Drug lord Escobar’s hippopotamuses pose threat in Colombia

The Associated Press
Hippopotamuses float in a lake in Puerto Triunfo, Colombia, on Feb. 4.
The Yomiuri Shimbun

RIO DE JANEIRO — Hippopotamuses are increasing in Colombia despite being an alien species in South America. Their existence in the country began with the import of four individuals by drug lord Pablo Escobar. The four hippopotamuses later escaped into the wild.

In January, biologists and other experts who fear the animals may adversely affect the ecosystem pointed out the need to cull the animals in an academic report, but there have been controversies around the issue.

Hippopotamuses are native to Sub-Saharan Africa. But according to the report carried in academic journal Biological Conservation, which was written by biologists mainly based in Colombia, about 80 hippopotamuses currently reside in the Magdalena River, which flows through the northwest of the country.

The situation began in the 1980s when Pablo Escobar established a private zoo in Puerto Triunfo, a town along the river. Escobar was the leader of the Medellin Cartel, which was said to be the world’s largest narcotics syndicate.

In those days, Escobar had such enormous financial power that he appeared on a list of the world’s billionaires put out by U.S. economic magazine Forbes.

At the zoo, Escobar kept animals that had been illegally imported. Among the animals, there were four hippopotamuses – one male and three females – that had been brought over from U.S. zoos.

Escobar was shot to death in Colombia by security troops in December 1993. The Colombian authorities confiscated his weapons and assets, and transferred the animals to other zoos.

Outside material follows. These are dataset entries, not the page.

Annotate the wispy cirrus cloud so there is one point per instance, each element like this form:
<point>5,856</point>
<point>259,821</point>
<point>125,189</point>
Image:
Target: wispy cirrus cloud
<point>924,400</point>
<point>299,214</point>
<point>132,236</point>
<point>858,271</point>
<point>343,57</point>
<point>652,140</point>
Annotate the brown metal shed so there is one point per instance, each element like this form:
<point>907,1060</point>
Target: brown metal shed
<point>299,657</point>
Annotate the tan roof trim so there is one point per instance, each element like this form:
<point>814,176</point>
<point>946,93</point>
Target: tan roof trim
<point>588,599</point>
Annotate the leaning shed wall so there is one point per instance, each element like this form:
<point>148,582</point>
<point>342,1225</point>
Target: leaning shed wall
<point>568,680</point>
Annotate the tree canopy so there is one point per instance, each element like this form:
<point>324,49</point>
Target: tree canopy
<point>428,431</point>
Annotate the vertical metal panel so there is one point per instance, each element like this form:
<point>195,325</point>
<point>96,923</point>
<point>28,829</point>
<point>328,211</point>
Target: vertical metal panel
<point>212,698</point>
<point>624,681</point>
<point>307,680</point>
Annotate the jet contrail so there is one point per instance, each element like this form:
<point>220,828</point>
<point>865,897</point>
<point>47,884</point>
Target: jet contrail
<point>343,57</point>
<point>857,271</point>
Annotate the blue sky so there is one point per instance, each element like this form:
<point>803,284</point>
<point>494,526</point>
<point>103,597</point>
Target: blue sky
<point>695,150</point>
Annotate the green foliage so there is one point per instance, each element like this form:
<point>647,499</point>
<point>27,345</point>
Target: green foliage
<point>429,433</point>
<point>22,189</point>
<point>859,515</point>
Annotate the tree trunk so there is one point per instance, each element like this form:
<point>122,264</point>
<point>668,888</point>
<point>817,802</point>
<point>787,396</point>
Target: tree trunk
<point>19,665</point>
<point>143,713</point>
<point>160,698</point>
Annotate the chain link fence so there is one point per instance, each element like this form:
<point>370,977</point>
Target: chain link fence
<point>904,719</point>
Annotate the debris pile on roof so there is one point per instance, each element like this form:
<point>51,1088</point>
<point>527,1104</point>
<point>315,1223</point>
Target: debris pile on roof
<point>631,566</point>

But the four hippopotamuses were left unattended partly because transportation costs were high. As they have no natural enemies among other animals in the area, the freed mammals increased in number.

According to the academic report, the hippopotamus population will increase to about 1,400 by around 2034.

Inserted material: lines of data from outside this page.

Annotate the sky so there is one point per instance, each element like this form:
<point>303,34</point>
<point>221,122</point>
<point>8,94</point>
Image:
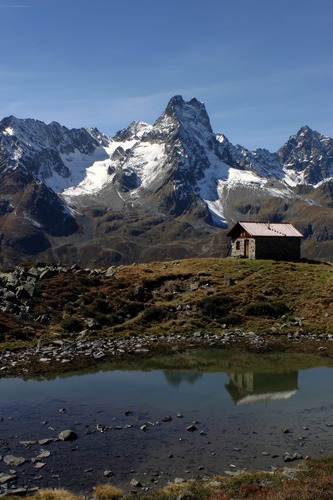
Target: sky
<point>263,68</point>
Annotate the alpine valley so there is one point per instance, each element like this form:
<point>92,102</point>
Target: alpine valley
<point>154,192</point>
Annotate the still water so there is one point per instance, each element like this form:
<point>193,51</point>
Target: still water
<point>247,413</point>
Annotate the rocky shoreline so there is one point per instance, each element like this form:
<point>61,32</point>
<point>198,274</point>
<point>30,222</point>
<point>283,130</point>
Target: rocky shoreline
<point>61,356</point>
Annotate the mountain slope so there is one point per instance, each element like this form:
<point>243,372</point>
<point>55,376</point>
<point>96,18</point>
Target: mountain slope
<point>151,192</point>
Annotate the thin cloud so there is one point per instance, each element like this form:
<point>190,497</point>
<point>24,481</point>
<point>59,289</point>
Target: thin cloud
<point>14,6</point>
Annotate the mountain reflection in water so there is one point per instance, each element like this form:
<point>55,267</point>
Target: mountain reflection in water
<point>252,387</point>
<point>175,377</point>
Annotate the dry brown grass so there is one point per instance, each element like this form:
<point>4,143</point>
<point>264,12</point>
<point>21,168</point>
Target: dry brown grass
<point>56,494</point>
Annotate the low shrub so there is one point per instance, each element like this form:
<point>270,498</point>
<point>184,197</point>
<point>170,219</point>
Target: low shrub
<point>215,306</point>
<point>270,309</point>
<point>72,324</point>
<point>154,313</point>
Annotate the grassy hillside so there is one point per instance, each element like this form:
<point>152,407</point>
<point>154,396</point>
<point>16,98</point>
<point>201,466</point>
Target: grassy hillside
<point>178,297</point>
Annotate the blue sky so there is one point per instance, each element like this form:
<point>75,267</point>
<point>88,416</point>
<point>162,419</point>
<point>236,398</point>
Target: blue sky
<point>263,68</point>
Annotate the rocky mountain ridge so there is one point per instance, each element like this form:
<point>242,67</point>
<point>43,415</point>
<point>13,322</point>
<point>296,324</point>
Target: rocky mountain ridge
<point>151,192</point>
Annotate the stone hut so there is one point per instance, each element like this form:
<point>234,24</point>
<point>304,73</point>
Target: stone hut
<point>265,240</point>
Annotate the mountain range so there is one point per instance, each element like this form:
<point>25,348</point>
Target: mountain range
<point>154,192</point>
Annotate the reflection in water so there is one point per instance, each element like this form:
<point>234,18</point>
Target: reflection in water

The biologists warn that the animals will endanger native species, such as the manatee, and that a predicted change in water quality will affect local fisheries.

There are cases of people being attacked when they happen to encounter the hippopotamuses. In May last year, a 45-year-old man was seriously injured.

The report concluded, “The only course of action that will probably lead to the extirpation of this exotic species is to implement a high-level extraction by culling.”

On the other hand, there are objections to a cull. A woman living near the river said, “The hippopotamuses are part of our economy and our daily life.” She has called for coexistence with the animals on social media.

According to local media, there are souvenir shops in the area selling hippopotamus-themed goods, so it is true that the animals are an essential tourism resource.

When one of the hippopotamuses was shot to death in 2009, a protest took place.

An official of an international animal protection organization said, “There are other methods that are more humane,” insisting that the population can be controlled through birth control and other means.